Ron Cole also played with Dick primarily in the YMCA National Championships. They managed to win two YMCA titles and were in the finals a number of times also.
Of course, it is hard to talk about Dick without talking about myself. During our open years Dick and I had to form our own brand of doubles to make up for the fact that we were both lefthanded and had a huge weakness on our right sides. After a lot of brainstorming we came up with an X formation that we thought could work. After our first tournament and a pounding by Vandenboss and Barnett we decided that was not going to work, so we devised our now famous I formation. Utilizing my speed , quick hands and lack of killshot with Dick's giant 2 way hooking server and backwall shooting, we minimized our weakness and maximized our strengths. The results were amazing. In 1986 we won every local tournament we played in including the regionals where we beat Christian and Connors in the finals to win the free ride to the nationals. Over this period we honed our minimal talents through the use of hand signals and refinements to the I formation. Dick’s powerful serve combined with my high underhand lob, aptly named the Mirage serve by Dick, had us moving and serving at different speeds and paces on every shot. It took players over a year to figure out we were both lefthanded and how to get the ball to the other side. Dick, deciding we needed a little more energy, came up with his bug juice concoction.

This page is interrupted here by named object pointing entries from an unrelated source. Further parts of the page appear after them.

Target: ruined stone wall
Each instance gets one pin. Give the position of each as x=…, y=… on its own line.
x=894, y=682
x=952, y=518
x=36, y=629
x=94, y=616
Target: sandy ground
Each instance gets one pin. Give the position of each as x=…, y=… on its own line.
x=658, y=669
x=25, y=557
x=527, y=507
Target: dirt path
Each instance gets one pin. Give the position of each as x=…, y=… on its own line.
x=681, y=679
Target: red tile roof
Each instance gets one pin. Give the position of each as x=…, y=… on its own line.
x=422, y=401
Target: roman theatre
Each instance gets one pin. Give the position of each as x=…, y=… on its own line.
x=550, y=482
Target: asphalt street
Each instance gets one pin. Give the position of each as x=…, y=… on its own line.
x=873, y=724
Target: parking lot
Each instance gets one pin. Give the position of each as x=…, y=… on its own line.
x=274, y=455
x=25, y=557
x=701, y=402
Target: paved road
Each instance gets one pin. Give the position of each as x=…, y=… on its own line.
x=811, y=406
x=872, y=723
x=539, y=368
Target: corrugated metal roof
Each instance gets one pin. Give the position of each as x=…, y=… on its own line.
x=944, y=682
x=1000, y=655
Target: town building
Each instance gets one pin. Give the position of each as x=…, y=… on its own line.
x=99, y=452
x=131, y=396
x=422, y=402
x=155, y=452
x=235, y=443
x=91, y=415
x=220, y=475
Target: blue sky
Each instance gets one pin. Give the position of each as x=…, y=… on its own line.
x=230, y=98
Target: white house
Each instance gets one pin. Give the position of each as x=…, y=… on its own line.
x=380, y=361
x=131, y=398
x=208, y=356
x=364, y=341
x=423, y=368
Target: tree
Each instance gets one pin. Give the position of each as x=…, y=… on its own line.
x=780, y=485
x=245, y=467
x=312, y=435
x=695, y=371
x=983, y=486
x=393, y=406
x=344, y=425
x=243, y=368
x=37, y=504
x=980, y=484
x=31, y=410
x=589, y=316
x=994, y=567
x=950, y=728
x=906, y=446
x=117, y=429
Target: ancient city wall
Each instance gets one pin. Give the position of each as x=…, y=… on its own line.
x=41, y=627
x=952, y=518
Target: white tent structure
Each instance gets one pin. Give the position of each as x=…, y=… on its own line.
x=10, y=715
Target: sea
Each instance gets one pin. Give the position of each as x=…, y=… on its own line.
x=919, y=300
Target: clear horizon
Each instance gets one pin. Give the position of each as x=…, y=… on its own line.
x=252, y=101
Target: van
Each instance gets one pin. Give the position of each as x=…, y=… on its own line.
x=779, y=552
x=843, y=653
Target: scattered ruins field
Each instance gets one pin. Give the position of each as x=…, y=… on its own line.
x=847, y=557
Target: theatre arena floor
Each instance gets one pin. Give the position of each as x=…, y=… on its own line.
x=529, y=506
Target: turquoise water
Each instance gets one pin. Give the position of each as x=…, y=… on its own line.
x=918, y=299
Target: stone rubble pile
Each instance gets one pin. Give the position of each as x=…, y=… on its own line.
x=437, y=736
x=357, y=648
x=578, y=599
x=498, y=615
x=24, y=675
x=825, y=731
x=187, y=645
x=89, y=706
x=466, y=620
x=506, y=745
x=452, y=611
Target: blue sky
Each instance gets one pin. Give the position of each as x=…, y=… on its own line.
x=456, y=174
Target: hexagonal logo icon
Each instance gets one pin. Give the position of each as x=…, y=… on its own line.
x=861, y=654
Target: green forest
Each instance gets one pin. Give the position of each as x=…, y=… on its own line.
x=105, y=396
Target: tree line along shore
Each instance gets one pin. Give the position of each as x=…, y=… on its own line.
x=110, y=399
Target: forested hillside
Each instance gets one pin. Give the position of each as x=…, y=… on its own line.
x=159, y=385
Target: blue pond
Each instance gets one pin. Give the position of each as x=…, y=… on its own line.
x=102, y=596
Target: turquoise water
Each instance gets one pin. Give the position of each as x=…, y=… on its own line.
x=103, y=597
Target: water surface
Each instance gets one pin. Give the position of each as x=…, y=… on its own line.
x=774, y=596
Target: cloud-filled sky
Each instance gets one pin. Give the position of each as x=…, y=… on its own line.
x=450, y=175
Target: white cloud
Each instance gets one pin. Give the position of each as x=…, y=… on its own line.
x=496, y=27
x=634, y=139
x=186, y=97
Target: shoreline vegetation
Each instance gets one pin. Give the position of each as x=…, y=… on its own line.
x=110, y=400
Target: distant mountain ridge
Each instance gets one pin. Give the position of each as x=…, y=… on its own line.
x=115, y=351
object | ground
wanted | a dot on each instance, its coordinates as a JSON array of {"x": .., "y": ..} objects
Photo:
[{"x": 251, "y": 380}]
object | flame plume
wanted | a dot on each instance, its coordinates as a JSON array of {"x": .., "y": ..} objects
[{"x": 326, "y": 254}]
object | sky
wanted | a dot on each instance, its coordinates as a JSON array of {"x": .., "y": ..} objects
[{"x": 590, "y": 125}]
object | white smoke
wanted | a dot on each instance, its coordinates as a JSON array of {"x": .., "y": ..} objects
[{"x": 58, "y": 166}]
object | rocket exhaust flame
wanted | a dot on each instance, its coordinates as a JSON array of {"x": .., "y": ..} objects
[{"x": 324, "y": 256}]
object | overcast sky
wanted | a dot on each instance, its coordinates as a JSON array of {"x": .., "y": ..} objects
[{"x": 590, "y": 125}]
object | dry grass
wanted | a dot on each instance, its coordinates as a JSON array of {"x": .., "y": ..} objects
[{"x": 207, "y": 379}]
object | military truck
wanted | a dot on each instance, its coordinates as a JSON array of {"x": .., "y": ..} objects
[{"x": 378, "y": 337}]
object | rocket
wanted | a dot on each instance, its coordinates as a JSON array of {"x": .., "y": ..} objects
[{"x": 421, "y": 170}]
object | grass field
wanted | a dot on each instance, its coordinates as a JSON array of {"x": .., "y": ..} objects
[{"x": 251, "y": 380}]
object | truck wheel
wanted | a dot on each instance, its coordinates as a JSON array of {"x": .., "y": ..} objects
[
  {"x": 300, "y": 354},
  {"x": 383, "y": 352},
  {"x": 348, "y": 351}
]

Basically, it was regular water mixed with juice. Little did Dick know that the last thing I needed was sugar in my system. My problem was slowing down not speeding up. All in all it turned out nicely for us. Our best finish in the 4-wall nationals was a quarter final appearance where we narrowly lost to Paraedes and Haynes 21-19, 21-20 on a disputed call and in our first 35 doubles nationals in Jacksonville, Fla. We won outright, beating Don Robinson, current ½ of the reigning Open Doubles National champions. Dick's serve was so elusive in our 11-1 tiebreaker win that they remarked afterward how great my serve was when Dick had served 11 straight points. They probably don’t know to this day that we were both left handed.
We proved that you could take a couple of average players, disguise our weakness, throw in a few trick plays, use some hand signals and drink bug juice and make doubles an art. We had wins over the likes of Christian, Connors, Kendler, the Dunnes, David Wyrsch, John Bike, Fred Munsch, the Chaparros, Lennart Delatore, Glen Carden, Larry Morefield, Fred Bancalari, Bowen, all the MacDonalds, Salo, Goffstein just to name a few. This is what the hall of fame is all about. Players improving, honing and excelling in the game they love until they are the best they can be. Dick, welcome to the hall of fame. You earned it literally.